Ziftomenib is currently being investigated in a phase I/II study (KOMET-001 study; NCT04067336); interim findings have previously been published on the AML Hub. Below, we summarize information on the pharmacology and pharmacokinetic profile of ziftomenib.

Methods

• Samples were collected in Part 1a (dose escalation) and Part 1b (dose validation) of the KOMET-001 study, and subjected to non-compartmental analysis, population pharmacokinetic (popPK), and physiological-based PK (PBPK) modeling. 

Key findings

• A linear, dose proportional increase in exposure up to the RP2D of 600 mg ziftomenib was observed.
• Coadministration of ziftomenib with azoles, which are strong (posaconazole and voriconazole) or moderate (fluconazole, isavuconazole, and isavuconazonium) CYP3A4 inhibitors, showed non-meaningful increases in exposure (AUC and C_max) compared with administration without azoles.
• In popPK modeling, mild or moderate hepatic or renal impairment had no effect on ziftomenib clearance, compared with normal hepatic or renal function.
• PBPK modeling showed that ziftomenib exhibited no clinically meaningful drug–drug interaction with strong and moderate CYP3A4 inhibitors or the CYP3A4 substrates midazolam and venetoclax, hence no dose adjustments are needed when ziftomenib is co-administered with these agents.

Conclusion

These presentations demonstrate the potential of menin inhibitors in the treatment of AML. Revumenib was well tolerated and effective in both pediatric and adult patients with R/R KMT2Ar or NPM1m AML, and was also found to be safe and effective in combination with venetoclax and azacitidine in older patients with AML. Bleximenib, in combination with venetoclax and azacitidine, and DSP-5336 were seen to be well tolerated and effective, although their RP2D is yet to be determined. Balomenib demonstrated efficacy and a manageable safety profile in preclinical models, and showed synergy when combined with BCL2 and FLT3 inhibitors.

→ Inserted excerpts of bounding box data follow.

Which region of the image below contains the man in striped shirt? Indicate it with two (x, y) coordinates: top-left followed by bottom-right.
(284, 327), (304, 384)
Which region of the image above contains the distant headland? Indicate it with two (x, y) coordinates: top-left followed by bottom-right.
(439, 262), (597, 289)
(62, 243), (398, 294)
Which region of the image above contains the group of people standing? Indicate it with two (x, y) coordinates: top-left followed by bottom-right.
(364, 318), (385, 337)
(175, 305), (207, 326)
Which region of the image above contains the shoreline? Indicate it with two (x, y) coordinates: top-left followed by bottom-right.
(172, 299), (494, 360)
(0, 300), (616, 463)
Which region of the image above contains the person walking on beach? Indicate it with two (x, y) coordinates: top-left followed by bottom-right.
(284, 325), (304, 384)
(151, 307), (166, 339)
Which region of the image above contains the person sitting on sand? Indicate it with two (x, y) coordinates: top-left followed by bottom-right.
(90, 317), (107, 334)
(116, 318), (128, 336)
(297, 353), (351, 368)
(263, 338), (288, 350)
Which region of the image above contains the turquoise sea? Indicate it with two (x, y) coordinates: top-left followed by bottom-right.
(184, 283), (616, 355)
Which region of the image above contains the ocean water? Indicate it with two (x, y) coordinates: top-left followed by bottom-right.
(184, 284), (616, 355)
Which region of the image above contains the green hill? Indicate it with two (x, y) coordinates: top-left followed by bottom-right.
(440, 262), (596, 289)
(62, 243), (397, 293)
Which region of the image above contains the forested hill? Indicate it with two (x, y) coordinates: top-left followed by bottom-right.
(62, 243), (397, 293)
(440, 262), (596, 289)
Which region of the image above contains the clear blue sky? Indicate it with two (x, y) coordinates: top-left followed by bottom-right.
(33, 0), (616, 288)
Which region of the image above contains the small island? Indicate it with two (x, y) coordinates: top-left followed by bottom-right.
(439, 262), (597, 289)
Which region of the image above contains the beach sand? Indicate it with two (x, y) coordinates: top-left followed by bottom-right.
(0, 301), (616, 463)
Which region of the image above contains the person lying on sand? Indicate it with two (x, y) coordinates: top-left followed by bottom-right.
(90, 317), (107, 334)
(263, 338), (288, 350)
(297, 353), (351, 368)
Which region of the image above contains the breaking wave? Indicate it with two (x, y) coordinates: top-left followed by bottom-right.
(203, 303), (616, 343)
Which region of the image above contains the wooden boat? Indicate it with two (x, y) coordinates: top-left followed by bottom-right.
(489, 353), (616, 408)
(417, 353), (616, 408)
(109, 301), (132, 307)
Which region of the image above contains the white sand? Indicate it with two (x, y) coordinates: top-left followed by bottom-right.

At the RP2D, ziftomenib had a stable pharmacokinetic profile, with no significant drug interactions with potential combination therapies. 

These menin inhibitors in early-stage clinical development, both as monotherapy or in combinations, show promising initial results, although further studies are warranted to determine their full therapeutic potential in patients with AML.

This educational resource is independently supported by Syndax. All content is developed by SES in collaboration with an expert steering committee; funders are allowed no influence on the content of this resource.